[vc_row type=”in_container” full_screen_row_position=”middle” scene_position=”center” text_color=”dark” text_align=”left” top_padding=”60″ overlay_strength=”0.3″ shape_divider_position=”bottom” bg_image_animation=”none” shape_type=”mountains”]
For over a year Claudia has been working as a data scientist at Data Science Lab.
Her hobbies are indoor soccer, bodypump and Formula 1.
She also enjoys eating out, Spanish tapas being her favorite!
[divider line_type=”No Line” custom_height=”60″]
What did you do before starting at Data Science Lab?
In 2018, I graduated from the master’s program in Business Analytics at VU University.
During my master I worked as a data analytics consultant at QNH/Ilionx.
Daarna heb ik mijn afstudeerscriptie geschreven bij Van Amersfoort Racing, het oude Formule 3 team van Max Verstappen.
Het doel was om nieuwe racetalenten te vinden met behulp van data analysis and machine learning.
Met mijn masterdiploma op zak ben ik direct terechtgekomen bij Data Science Lab.
[divider line_type=”No Line” custom_height=”60″]
What are the duties as a “data scientist” at Data Science Lab and what do you find most interesting about this?
Most of the week I work for Port of Amsterdam.
There I am part of the Data team and we are responsible for everything to do with data.
Think for example of creating reports or Power BI dashboards or analyzing data and making predictions.
With the latter I am mainly concerned.
For example, I made an analysis of the crowding at waiting berths and the use of shore power by barges.
In addition, we have recently made several machine learning developed models that have also been put into production.
This allows us to predict how much cargo a ship will transship at the port, even before the ship has entered the port.
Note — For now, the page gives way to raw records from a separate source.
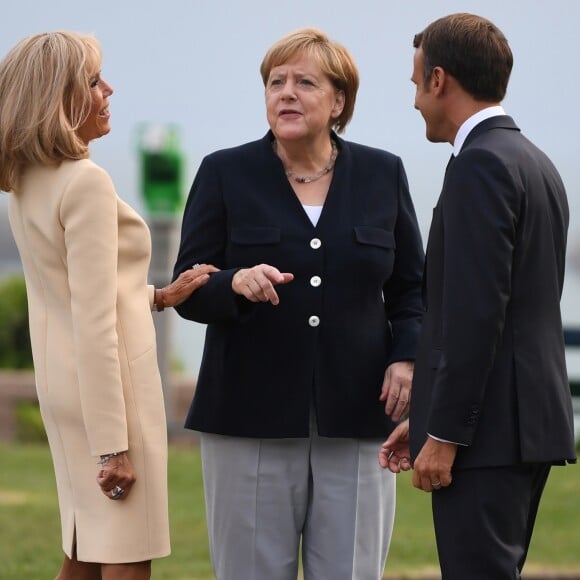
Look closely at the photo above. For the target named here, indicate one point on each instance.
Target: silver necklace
(309, 178)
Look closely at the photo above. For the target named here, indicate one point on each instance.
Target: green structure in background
(161, 168)
(162, 163)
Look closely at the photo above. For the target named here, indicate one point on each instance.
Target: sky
(195, 64)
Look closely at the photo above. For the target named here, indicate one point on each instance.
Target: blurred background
(193, 64)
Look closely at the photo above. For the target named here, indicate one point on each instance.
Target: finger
(405, 463)
(199, 281)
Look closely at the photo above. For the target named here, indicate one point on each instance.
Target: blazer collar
(498, 122)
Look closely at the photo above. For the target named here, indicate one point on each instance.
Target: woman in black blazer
(312, 325)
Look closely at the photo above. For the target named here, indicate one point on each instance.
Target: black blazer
(490, 372)
(328, 343)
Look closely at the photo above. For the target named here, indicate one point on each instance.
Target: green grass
(30, 531)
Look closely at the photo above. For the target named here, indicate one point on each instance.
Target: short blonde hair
(45, 96)
(334, 60)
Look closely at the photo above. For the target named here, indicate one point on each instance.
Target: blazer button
(314, 321)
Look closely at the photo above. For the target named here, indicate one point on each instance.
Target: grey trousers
(267, 500)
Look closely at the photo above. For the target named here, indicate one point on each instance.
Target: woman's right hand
(116, 476)
(257, 283)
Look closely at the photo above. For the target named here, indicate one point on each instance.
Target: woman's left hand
(187, 282)
(116, 477)
(396, 389)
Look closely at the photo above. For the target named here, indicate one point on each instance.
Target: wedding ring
(117, 492)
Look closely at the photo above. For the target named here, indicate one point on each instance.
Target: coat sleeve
(88, 215)
(203, 240)
(480, 211)
(403, 290)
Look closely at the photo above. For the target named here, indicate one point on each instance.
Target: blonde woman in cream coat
(86, 255)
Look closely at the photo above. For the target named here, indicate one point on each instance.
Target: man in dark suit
(491, 409)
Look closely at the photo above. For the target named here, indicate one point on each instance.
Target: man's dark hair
(472, 50)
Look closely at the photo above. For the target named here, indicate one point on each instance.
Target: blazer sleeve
(203, 240)
(88, 215)
(403, 290)
(480, 211)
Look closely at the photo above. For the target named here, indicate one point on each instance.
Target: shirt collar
(471, 122)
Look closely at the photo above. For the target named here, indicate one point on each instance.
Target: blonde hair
(334, 60)
(45, 96)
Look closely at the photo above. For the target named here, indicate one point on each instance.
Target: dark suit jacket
(330, 339)
(490, 372)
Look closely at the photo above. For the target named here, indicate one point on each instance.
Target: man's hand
(394, 453)
(396, 389)
(433, 465)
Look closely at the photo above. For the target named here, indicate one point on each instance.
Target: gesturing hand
(186, 283)
(257, 283)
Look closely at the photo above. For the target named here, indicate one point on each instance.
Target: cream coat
(86, 256)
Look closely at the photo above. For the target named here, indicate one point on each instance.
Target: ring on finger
(117, 492)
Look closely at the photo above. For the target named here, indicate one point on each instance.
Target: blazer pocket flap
(253, 236)
(435, 358)
(374, 236)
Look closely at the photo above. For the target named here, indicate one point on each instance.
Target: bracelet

What I find most interesting about this is to see that outcomes of analyses and models provide direct value to the port.
This is because the outcomes are used to make decisions so that the processes in the port are even more efficient, safer and cleaner.
[divider line_type=”No Line” custom_height=”60″]
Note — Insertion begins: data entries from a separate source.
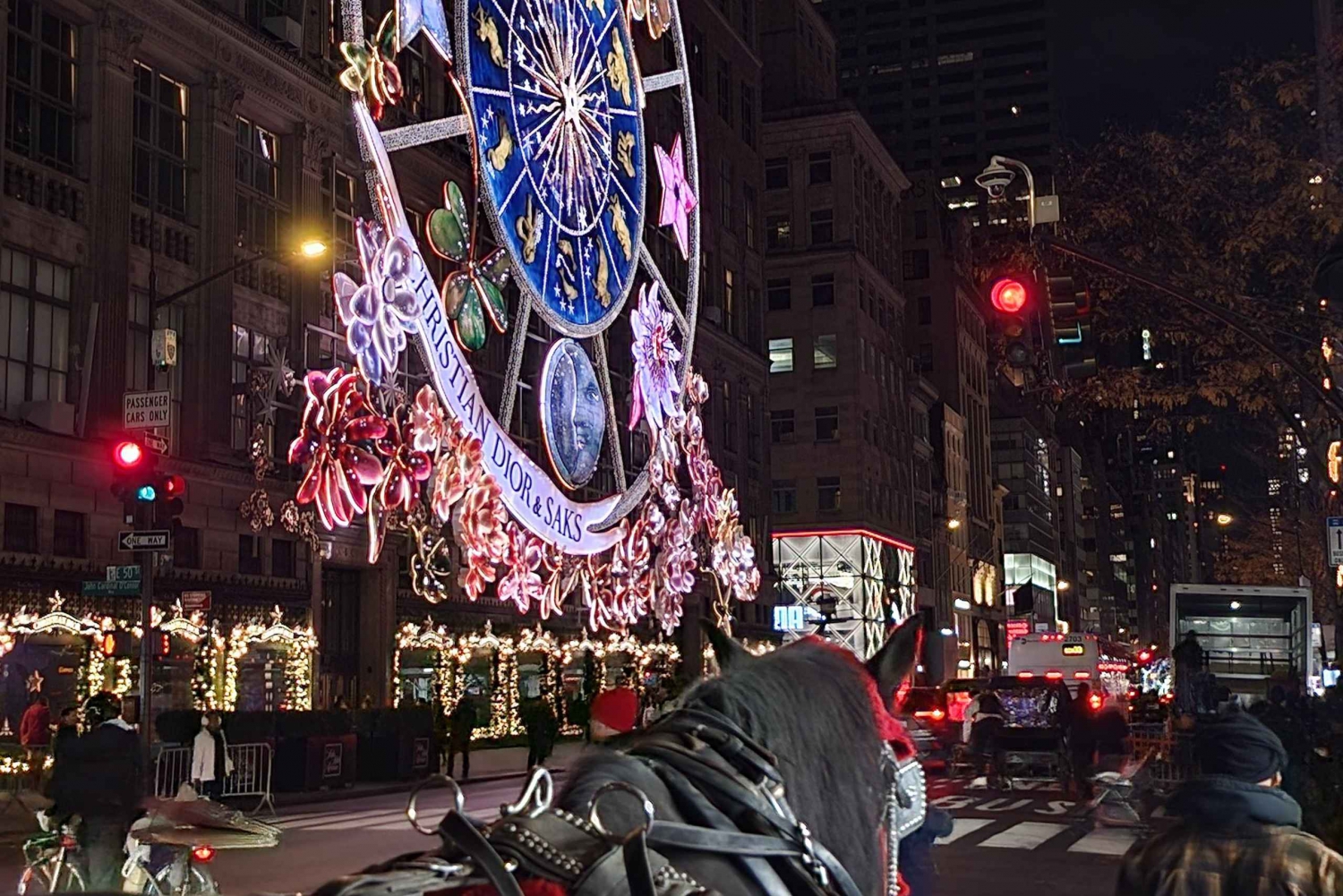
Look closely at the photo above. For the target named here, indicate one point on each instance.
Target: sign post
(1335, 538)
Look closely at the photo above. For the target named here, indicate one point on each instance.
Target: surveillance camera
(996, 180)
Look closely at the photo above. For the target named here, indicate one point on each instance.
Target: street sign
(124, 574)
(94, 587)
(1335, 533)
(193, 601)
(152, 541)
(145, 410)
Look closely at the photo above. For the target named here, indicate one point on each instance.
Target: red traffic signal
(1009, 294)
(128, 456)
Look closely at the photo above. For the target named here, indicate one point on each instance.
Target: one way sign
(152, 541)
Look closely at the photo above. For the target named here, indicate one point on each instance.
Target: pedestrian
(1187, 657)
(210, 762)
(101, 780)
(462, 723)
(614, 713)
(35, 738)
(1082, 740)
(1238, 833)
(67, 731)
(542, 729)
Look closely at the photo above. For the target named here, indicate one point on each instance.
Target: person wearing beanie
(1237, 833)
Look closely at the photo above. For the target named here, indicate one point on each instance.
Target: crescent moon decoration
(555, 126)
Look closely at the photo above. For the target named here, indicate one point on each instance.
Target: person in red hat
(614, 713)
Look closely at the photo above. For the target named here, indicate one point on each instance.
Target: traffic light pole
(144, 520)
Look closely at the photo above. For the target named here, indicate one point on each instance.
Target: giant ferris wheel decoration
(553, 104)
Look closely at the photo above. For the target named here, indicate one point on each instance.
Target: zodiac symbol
(564, 266)
(528, 231)
(620, 227)
(499, 156)
(623, 149)
(617, 70)
(489, 32)
(603, 277)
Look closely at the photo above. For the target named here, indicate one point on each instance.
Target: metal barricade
(250, 775)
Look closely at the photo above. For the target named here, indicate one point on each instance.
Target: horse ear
(727, 649)
(897, 657)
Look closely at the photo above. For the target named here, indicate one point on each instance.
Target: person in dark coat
(101, 780)
(1238, 833)
(461, 724)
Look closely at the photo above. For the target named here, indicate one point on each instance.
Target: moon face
(572, 413)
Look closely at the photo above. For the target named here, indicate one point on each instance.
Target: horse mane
(813, 705)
How do you perform the work in the current situation?
Fortunately, I can just continue my work from home.
I live alone and I have no children or pets, so that makes a difference ;).
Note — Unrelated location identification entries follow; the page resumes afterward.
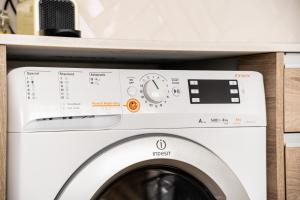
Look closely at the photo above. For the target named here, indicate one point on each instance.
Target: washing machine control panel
(93, 98)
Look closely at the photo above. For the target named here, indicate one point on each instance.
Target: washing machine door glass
(156, 184)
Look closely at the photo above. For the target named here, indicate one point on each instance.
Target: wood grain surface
(292, 100)
(292, 156)
(271, 66)
(3, 122)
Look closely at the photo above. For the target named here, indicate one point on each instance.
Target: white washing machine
(109, 134)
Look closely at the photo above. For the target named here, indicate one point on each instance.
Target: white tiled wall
(191, 20)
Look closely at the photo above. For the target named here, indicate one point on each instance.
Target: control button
(194, 91)
(133, 105)
(132, 91)
(234, 91)
(193, 82)
(232, 82)
(195, 100)
(176, 91)
(235, 100)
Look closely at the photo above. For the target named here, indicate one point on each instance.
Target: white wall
(192, 20)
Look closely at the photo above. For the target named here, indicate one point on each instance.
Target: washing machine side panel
(40, 163)
(244, 150)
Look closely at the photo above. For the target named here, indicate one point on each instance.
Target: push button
(193, 82)
(132, 91)
(234, 91)
(232, 82)
(195, 100)
(235, 100)
(194, 91)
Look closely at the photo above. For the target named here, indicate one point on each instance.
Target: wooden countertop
(39, 46)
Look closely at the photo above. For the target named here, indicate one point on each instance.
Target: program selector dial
(155, 89)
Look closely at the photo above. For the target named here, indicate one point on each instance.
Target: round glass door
(156, 183)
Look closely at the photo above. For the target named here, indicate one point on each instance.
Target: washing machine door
(154, 167)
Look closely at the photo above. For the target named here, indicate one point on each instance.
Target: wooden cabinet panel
(3, 122)
(271, 66)
(292, 100)
(292, 157)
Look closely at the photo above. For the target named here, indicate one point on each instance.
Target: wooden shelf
(42, 46)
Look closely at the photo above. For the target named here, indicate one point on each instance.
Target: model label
(161, 145)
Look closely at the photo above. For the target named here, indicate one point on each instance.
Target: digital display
(213, 91)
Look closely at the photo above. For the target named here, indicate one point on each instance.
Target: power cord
(9, 2)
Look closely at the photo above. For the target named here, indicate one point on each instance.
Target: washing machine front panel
(202, 168)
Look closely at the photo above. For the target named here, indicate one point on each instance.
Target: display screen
(213, 91)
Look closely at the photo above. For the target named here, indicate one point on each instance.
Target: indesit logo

During the day I have a lot of contact with my direct colleagues via MS Teams.
Besides work-related meetings, we don’t skip the (digital) Friday afternoon drinks.
A few weeks ago we even had a digital pub quiz done with all DSL colleagues and also the monthly TechDays just go on digitally.
Of course, I do miss the contact with colleagues such as a chat at the coffee machine.
Therefore, I hope to be able to physically catch up with everyone again soon, when the situation allows.
[divider line_type=”No Line” custom_height=”60″]
Within your current project, what is the biggest technical challenge?
The biggest challenge within my current project is dealing with large amounts of data (Big Data).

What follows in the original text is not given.